Writing is a demanding mistress, and it is a sad fact of life that most writers
find it difficult to improve their craft unless they neglect their
responsibilities as a husband and a father.
There are very few 'really great' writers.
There are a sizable number of 'great' writers, and one hell of a lot of good
writers. Although it gets harder every day, I hope to hold a minor place in the
latter group. There will be no Nobel, no Pulitzer, the Times Best Seller list
will get along fine without me. I can boast only of kind words, short story of
the year nominations to the Editors Poll, serving on the staff of three internet
literary magazines, and receiving the Zine award for 2001. I can only say that I
know I'm a little better today than I was yesterday, and if it so
pleases God I hope I may be a little better tomorrow.
Writing today has never been easier, the
word processor has made it possible to produce work with almost no effort.

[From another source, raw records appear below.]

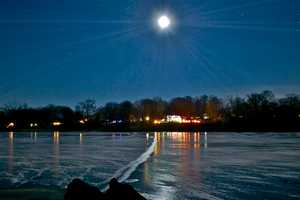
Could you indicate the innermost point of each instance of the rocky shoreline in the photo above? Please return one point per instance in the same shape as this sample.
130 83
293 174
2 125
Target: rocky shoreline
79 190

Internet search engines do the dreary work of research. Infallible spelling and
punctuation programs will guide you every step of the way. In my opinion this
simplicity and effortlessness has made the written word somewhat less
meaningful. It is not as permanent as it used to be. The work of Cooper and
Longfellow leading up through Melville and Twain to Hemingway and Faulkner have
a permanency that much of modern literature lacks. Perhaps it's because we don't
read as carefully as we used to -- perhaps the word on the monitor is too easily
deleted and can disappear even more quickly than it was produced. The word on
paper will always mean more to me than the same word on the computer screen.
Or perhaps it's me, the man who used to be
the boy who read his grandfather's galley proofs.